DAVAO CITY – Electricity rates in Mindanao are expected to increase following the outbreak of war between Russia and Ukraine affecting the global supply of diesel and price movement of coal in the global market, Mindanao Development Authority (MinDA) assistant secretary Romeo Montenegro said.
Montenegro said that the majority of Mindanao’s generation mix came from fuel sources, particularly diesel and coal, which are easily affected by external factors such as market volatility and fluctuation in foreign exchange.
According to the data released by MinDA, Mindanao has a total system capacity of 2,751 megawatts (MW).
Out of this total, coal sources account for more than of Mindanao’s generation mix at 1,490.5MW or 54%; 523.2 MW or 19% diesel; 591.2 MW or 21% hydro; 75 MW or 3% geothermal; 56.9 MW or 2% solar; and 14.9 MW or 1% bio, according to the data released by MinDA.

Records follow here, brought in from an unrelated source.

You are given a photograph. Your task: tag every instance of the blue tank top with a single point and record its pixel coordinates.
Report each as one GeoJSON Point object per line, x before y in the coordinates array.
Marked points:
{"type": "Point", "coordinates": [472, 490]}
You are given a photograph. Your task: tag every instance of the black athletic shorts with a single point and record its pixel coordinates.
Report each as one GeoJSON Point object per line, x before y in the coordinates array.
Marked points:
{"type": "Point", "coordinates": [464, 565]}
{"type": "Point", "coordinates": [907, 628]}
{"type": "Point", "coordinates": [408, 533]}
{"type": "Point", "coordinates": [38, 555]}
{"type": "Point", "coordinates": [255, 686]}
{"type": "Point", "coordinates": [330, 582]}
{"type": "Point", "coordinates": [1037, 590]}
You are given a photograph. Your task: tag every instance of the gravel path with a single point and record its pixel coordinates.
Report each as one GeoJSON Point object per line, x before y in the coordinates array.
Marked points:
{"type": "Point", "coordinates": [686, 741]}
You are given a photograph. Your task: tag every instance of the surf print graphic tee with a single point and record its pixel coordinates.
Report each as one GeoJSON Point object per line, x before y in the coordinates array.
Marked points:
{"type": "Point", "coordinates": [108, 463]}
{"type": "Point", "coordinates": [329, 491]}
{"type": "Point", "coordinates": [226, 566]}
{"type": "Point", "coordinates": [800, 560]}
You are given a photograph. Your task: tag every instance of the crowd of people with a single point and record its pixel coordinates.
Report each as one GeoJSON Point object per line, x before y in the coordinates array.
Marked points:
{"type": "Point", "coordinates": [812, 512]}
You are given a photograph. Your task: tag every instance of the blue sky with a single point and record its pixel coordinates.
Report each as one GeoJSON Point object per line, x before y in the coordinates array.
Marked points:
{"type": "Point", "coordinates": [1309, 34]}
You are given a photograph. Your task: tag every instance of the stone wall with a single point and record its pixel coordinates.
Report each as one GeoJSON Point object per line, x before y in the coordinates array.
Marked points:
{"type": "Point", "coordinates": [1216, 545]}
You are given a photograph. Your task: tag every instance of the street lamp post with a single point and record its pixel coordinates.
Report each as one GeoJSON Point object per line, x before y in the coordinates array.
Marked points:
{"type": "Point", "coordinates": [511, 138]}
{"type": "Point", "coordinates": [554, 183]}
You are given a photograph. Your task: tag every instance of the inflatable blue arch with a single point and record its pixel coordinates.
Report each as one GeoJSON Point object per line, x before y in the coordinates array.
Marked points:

“Spike in rates is likely, with diesel accounting for 19% of Mindanao's generation mix. With world market prices of coal spiking as well, then it's going to result in a bigger rate impact to consumers since coal dominates Mindanao's generation mix at 54%,” he said.
A series of fuel price hikes has been implemented as a result of the Russia-Ukraine crisis.
Montenegro said that this is the downside reality of a grid, which is heavily dependent on fuel sources.
He said that the cost variations for fuel spikes are recovered by power industry players through Generation Rate Adjustment Mechanism (GRAM) and passed on to electricity consumers.
To address similar problems in the future, he said MinDA is “promoting accelerated renewable energy deployment” under the “distributed generation strategy,” which “promotes greater local participation, along with local government units and local electric coops or distribution utilities opting to have the renewable energy power projects as embedded generation.”